Situated Data Analysis
Jill Walker Rettberg proposes situated data analysis as a new method for analysing how personal data is always constructed and represented in specific contexts.
Rettberg, Jill Walker. “Situated Data Analysis: A New Method for Analysing Encoded Power Relationships in Social Media Platforms and Apps.” Humanities and Social Sciences Communications 7, no. 1 (December 2020): 5. https://doi.org/10.1057/s41599-020-0495-3.
Donna Haraway coined the term situated knowledges in 1988 to demonstrate that knowledge can never be objective, that it is impossible to see the world (or anything) from a neutral, external standpoint. Haraway calls this fiction of objectivity “the god trick,” a fantasy that omniscience is possible.
With Facebook and Google Earth and smart homes and smartphones vastly more data is collected about us and our behaviour than when Haraway wrote about situated knowledge. The god trick as it occurs when big data are involved has been given many names by researchers of digital media: Anthony McCosker and Rowan Wilken write about the fantasy of “total knowledge” in data visualisations, José van Dijck warns against an uncritical, almost religious “dataism“: a belief that human behaviour can be quantified, and Lisa Gitelman points out that “Raw Data” is an Oxymoron in her anthology on the digital humanities. There is also an extensive body of work on algorithmic bias analysing how machine learning using immense datasets is not objective but reinforces biases in the data sets and inherent in the code itself (there are many references to this in the paper itself).

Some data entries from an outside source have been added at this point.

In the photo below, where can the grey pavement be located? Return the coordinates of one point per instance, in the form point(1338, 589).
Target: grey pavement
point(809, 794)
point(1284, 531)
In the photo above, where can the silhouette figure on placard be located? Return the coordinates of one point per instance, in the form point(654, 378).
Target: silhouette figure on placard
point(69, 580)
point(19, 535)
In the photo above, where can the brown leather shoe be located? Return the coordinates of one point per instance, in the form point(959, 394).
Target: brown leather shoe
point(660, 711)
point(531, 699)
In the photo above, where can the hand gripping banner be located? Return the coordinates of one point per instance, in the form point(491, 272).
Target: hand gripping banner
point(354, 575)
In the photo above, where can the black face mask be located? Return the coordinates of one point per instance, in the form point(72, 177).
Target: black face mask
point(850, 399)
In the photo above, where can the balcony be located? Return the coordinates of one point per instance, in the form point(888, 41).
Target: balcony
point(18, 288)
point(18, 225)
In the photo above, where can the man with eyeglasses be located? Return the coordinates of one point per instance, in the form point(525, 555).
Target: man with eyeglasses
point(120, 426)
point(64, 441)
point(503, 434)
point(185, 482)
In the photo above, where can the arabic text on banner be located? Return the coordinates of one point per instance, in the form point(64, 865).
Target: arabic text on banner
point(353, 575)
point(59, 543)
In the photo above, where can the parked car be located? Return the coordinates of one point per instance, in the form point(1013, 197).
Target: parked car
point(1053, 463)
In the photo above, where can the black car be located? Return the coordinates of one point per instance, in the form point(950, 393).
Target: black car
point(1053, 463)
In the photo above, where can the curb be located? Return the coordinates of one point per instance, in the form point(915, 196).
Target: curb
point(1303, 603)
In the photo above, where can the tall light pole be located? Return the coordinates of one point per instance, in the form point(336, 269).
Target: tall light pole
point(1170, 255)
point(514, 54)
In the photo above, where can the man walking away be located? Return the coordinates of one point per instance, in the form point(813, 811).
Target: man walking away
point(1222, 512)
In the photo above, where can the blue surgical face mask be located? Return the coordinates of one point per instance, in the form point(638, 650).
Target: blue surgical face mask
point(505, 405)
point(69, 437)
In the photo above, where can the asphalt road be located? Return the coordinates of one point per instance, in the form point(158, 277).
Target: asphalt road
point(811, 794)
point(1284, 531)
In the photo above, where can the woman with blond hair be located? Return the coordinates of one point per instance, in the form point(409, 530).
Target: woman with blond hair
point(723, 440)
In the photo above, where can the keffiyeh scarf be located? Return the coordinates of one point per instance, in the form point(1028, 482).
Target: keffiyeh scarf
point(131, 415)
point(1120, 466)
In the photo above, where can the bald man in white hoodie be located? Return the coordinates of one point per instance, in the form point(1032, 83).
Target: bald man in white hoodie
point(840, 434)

Situated data analysis provides us with a method for analysing how data is always situated, always partial and biased. The paper uses Strava as an example, but the method is equally applicable to other data used in digital platforms. Let's consider selfies.
When you take a selfie and upload it to Facebook or Instagram, you’re creating a representation of yourself. You’ve probably taken selfies before, and you’ve probably learnt which camera angles and facial expressions tend to look best and get you the most likes. Maybe you’re more likely to get likes if you post a selfie of yourself with your friends, or in front of a tourist attraction, or wearing makeup – and probably what works best depends on your particular community or group of friends. You’ve internalised certain disciplinary norms that are reinforced by the likes and comments you get on your selfies. So at this level, there’s a disciplinary power of sorts. This is the first layer, where your selfie is situated as a representation of yourself that you share with friends or a broader audience.
Facebook and Instagram and other platforms will show your selfie to other people for their own purposes of course. Their goal is to earn money from advertisers by showing people content that will make them spend more time on the platform, and also by gathering personal data about users and their behaviour. Here your selfie is situated differently, as a piece of content shown to other users. There is an environmental power happening here – the environment (in this case the social media feed) is being altered in order to change peoples’ behaviour – for instance I might pause to look at your selfie and then happen to notice the ad next to it.
A third level at which the data of your selfie is situated happens when a company like Clearview illegally scrapes your selfie, along with three million other selfies, and uses them as a dataset for training facial recognition algorithms. Next time you are at a protest or rally, the police or an extremist group might use Clearview to identify you. Perhaps in the future you’ll be banned from entering a shop or a concert or a country because your face was identified as being at that protest. Maybe a nightclub or a university will have a facial recognition gate and will only let in people without a history of attending protests. Obviously this was not something you had in mind when you uploaded that selfie – but it’s an example of how placing data in new contexts can make a huge difference to what the data means and what it can be used for. A facial recognition gate that refused entry to people would also be a kind of environmental power – the environment is simply changed so you can no longer act in certain ways.
Situated data analysis is a flexible model for understanding data in context, and Rettberg plans to continue to develop the framework, particularly in connection with machine vision technologies and with algorithmic bias.